3000 Series: Business and Noninstructional Operations

  • 3000 Concepts and Roles in Business
  • 3100 Budget Planning Preparation and Adoption
  • 3300 Purchasing (and other discretionary policies related to cooperative purchasing, shared services etc.)
  • 3510 Operation and Maintenance of Plant
  • 3600 Evaluation of Business and Noninstructional Operations

These policies communicate various aspects of the board’s fiscal responsibilities and priorities. The general policies on concepts and roles, budget planning and evaluation can be expanded to task the business administrator or create a technology team to explore the district long-range and short-term technology needs, and create reporting requirements to the board regarding technology priorities that are justified and linked to consistent annual funding streams.

Purchasing policies can be added or amended to specifically cover creative financing strategies like leveraging business-school partnerships, cooperative purchasing and shared services that financially support a sustainable technology program. Operation and maintenance polices can include sections specifically related to planning for the selection and/or replacement of equipment, software, hardware, infrastructure and Internet service providers, and the regular review and maintenance of the district’s or school’s technology.
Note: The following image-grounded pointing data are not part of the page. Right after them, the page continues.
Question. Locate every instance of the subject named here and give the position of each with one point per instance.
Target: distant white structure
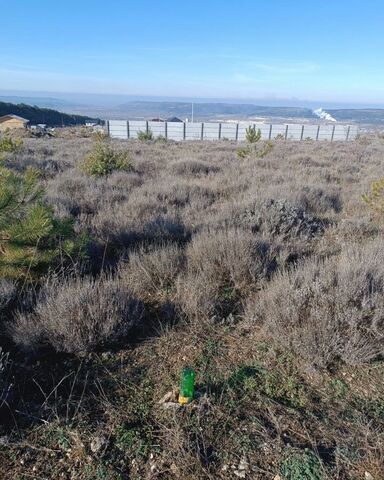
(126, 129)
(324, 115)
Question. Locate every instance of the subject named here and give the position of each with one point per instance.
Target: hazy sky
(328, 50)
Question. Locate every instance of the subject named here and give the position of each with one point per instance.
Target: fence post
(348, 132)
(333, 133)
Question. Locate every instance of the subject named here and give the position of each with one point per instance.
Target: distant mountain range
(35, 115)
(78, 109)
(209, 111)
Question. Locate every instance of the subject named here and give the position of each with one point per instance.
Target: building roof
(15, 117)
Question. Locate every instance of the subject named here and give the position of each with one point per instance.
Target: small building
(12, 121)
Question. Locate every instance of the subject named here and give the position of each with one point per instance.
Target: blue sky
(326, 51)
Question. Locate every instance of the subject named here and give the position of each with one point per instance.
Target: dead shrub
(222, 268)
(281, 218)
(328, 311)
(7, 292)
(152, 273)
(77, 315)
(5, 383)
(194, 168)
(317, 201)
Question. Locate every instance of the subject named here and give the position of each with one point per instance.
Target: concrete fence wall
(129, 129)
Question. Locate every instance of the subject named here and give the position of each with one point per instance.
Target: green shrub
(10, 146)
(30, 237)
(300, 464)
(252, 135)
(145, 136)
(375, 198)
(256, 151)
(243, 153)
(104, 159)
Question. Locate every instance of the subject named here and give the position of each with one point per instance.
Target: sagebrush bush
(281, 218)
(145, 136)
(330, 310)
(10, 146)
(105, 159)
(152, 273)
(5, 384)
(375, 198)
(31, 238)
(252, 135)
(77, 315)
(222, 268)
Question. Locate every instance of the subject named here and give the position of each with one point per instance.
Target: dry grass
(263, 274)
(77, 315)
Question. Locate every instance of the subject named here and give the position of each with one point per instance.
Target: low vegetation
(105, 159)
(123, 262)
(8, 145)
(31, 238)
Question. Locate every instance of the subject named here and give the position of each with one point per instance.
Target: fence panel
(193, 131)
(136, 126)
(228, 131)
(175, 130)
(157, 128)
(311, 131)
(278, 129)
(124, 129)
(118, 128)
(211, 131)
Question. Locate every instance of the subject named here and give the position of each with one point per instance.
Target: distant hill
(373, 116)
(52, 118)
(42, 102)
(210, 110)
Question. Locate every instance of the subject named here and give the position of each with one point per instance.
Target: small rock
(97, 444)
(240, 473)
(167, 397)
(171, 406)
(243, 465)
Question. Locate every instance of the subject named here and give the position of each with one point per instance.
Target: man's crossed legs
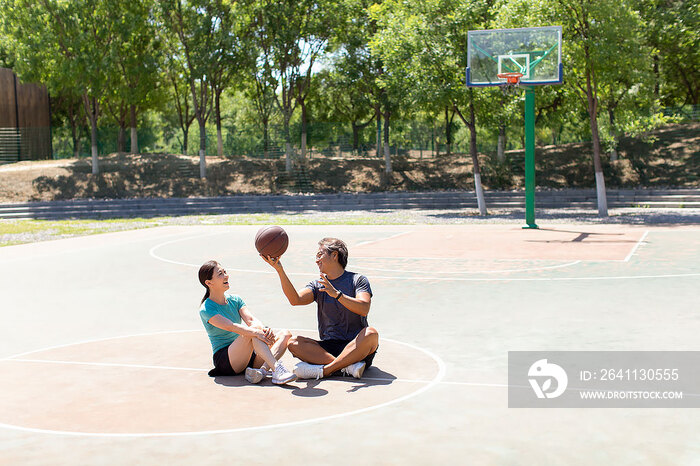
(358, 353)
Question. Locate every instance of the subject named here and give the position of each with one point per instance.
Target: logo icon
(542, 373)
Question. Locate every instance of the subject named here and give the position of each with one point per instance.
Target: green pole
(530, 157)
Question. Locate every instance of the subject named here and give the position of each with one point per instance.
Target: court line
(568, 264)
(636, 246)
(365, 243)
(104, 364)
(195, 369)
(438, 377)
(431, 278)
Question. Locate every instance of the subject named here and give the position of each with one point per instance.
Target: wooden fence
(25, 123)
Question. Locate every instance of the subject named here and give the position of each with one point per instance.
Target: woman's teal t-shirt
(221, 338)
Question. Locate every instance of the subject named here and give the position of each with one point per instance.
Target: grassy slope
(673, 160)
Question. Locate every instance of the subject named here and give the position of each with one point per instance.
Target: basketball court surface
(104, 360)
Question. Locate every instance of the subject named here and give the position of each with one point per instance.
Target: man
(347, 342)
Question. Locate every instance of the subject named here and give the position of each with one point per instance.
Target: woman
(240, 341)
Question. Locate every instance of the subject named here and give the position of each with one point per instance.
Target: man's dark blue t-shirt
(335, 321)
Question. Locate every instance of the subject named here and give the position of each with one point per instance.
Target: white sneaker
(304, 370)
(354, 370)
(281, 375)
(254, 375)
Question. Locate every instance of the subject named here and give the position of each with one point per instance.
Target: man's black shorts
(222, 365)
(335, 347)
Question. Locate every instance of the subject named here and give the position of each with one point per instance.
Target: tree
(194, 24)
(290, 36)
(600, 42)
(423, 44)
(137, 57)
(68, 39)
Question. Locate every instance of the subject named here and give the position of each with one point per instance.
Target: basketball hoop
(512, 82)
(511, 78)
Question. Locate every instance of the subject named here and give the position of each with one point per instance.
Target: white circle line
(438, 377)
4000 Series: Personnel 4131/4131.1

Professional Development is already a long and detailed policy statement that specifies the procedures and practices required for the board’s legal obligation to support the fulfillment of 20 hours of professional development for teaching staff members annually. This policy may be supplemented with a regulation that describes opportunities your district offers for staff involvement in professional learning communities that enable educators to collaborate, share best practices and integrate 21st century skills into classroom practice and/or opportunities for alternative, personalized models of professional development enabled through technology and social media.

6000 Series – Instruction

Board policies covering curriculum design and development (file code 6141) can be augmented to describe curriculum and teaching strategies that provide students with digital learning choices and experiences in every class, as well as anywhere-anytime learning support through the school network. In updating the district curriculum, the board can create the expectation that the selection of materials and courses of study that leverage technology and digital learning in the teaching and learning process are important priorities.
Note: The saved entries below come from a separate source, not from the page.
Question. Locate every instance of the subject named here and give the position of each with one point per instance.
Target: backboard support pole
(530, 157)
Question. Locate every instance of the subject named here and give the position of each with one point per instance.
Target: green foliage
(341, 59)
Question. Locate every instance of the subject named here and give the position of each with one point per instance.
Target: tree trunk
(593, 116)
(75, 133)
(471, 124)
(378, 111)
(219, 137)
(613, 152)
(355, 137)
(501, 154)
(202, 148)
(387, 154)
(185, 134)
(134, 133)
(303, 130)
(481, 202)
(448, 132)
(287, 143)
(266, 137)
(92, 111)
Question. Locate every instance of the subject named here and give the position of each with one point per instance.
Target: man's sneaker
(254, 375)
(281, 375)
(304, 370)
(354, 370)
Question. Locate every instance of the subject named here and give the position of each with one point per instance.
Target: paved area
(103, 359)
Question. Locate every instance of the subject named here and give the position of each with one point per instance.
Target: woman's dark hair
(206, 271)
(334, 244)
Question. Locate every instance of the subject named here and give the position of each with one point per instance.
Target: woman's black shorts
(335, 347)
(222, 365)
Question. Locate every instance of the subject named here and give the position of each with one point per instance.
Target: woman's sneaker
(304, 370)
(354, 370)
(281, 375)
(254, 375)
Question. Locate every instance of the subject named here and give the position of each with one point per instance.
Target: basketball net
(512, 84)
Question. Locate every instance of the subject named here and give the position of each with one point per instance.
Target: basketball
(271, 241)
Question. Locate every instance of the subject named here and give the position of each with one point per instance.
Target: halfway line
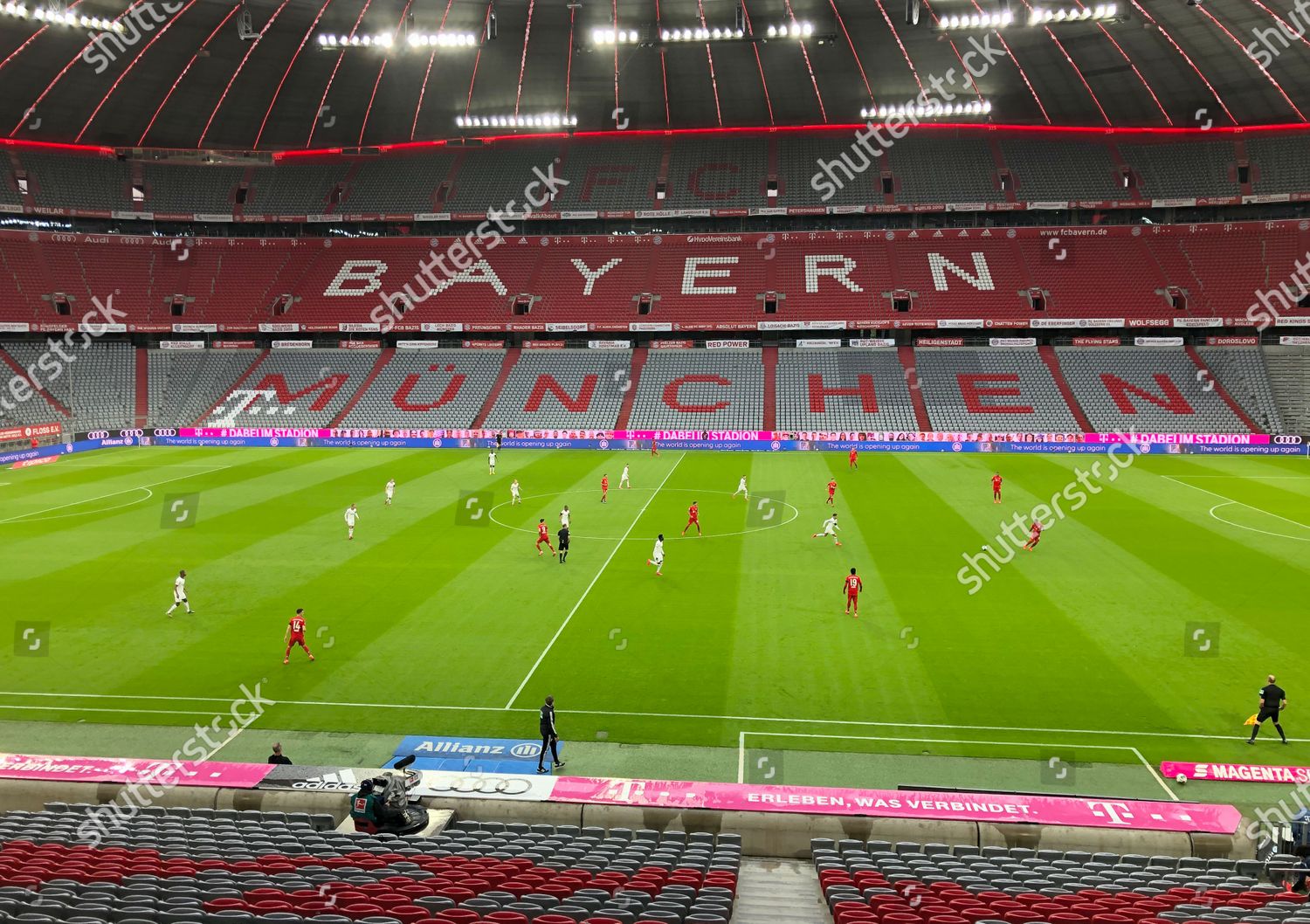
(576, 606)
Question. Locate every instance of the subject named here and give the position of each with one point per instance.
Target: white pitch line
(578, 606)
(75, 504)
(843, 722)
(1241, 504)
(1155, 774)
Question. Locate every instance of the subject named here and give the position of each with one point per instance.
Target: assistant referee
(1272, 699)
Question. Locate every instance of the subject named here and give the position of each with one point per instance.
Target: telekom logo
(1116, 813)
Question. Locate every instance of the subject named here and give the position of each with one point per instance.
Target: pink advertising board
(123, 769)
(1173, 769)
(1087, 813)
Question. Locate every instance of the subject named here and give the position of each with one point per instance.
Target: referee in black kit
(549, 737)
(1272, 699)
Policy development is an essential board responsibility that sets the direction and the priorities for the district’s educational program. An educational program that supports the kind of student achievement that leads to individual success and, by extension, the overall success of our society, must keep pace with the technological innovations that are here now and changing rapidly.

Policy development is a thoughtful, well-researched and methodical process that creates clear, legal and workable direction for your educational program. Most school districts are already operating educational programs where students use various forms of innovative technology on a regular basis in their school work. Moving one step at a time is always the best approach for supporting large transitions in school culture. As policies come to the board table for review, consider ways that you can describe existing or new initiatives that support a progressive emphasis on cultivating your digital learning environment. As always, the NJSBA policy staff is available to help districts with projects, provide research, and supply or develop policy language to meet district needs.